Solicitation: 75N91019R00017
The goal of this acquisition is to identify biomedical computing in support of, but not limited to, the ongoing epidemiology and genetic research programs, conducted in the Branches and Laboratories in DCEG which include domestic and international studies with diverse study designs in epidemiology and genetics research including prospective cohort studies, case-control studies, family studies, and randomized clinical trials. These studies span several geographic areas (potentially in any continent), are of varying size and complexity, and include dense, high-dimensional data on exposures, endpoints, clinical information, and biomarkers from molecular technologies.
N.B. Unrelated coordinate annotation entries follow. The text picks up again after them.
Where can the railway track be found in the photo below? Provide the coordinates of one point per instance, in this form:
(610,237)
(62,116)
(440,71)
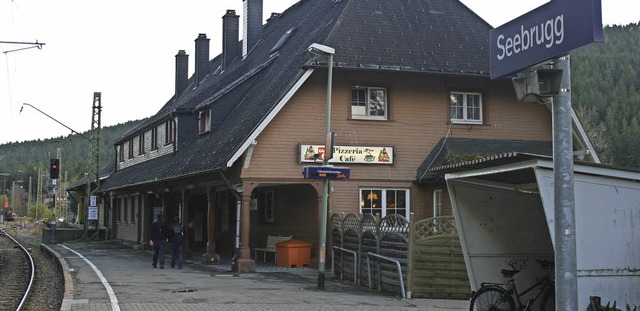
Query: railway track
(17,273)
Activities performed by the Contractor shall include, but are not limited to:
- Establish a consistent method of invoicing and reporting that tracks labor hours to a study/project identifier and to the requestor and provides detailed reports of the work completed within the period of performance. The minimum level of information that shall be required is defined in the Additional Business Proposal Instructions. This method shall be flexible to accommodate for any changes to NIH, NCI, DCEG business needs that may occur in the future; including, but not limited to, changes to the process of submitting invoices using web-based systems.
- Establish a method for data and knowledge transfer from incumbent contract, as required.
- Establish a method to allow DCEG investigators and staff access to status reports and invoices for contract-related charges as real-time as technically feasible, as discussed with the COR. This method shall be flexible to accommodate for any changes to NIH, NCI, DCEG accounting systems or processes that may occur in the future….
Activities performed by the Contractor shall include, but are not limited to:
- Transition all activities and services from the incumbent contractor.
- Provide data modeling, acquisition and management services for studies with diverse variables, clinical and laboratory data, including environmental exposure (radiation, nutrition, microbial, hormonal, and others), occupational exposure/industrial hygiene parameters, demographics, medical history (i.e. clinical signs, imaging), and high-dimensional molecular data from biospecimens. It is expected that data will increase in size and complexity due to ongoing data collection efforts and additional data generated from molecular technologies (e.g. sequencing, tissue imaging). This shall correspond with scalable computational infrastructure, when possible, leveraging Cloud Computing made available by NIH programs such as STRIDES).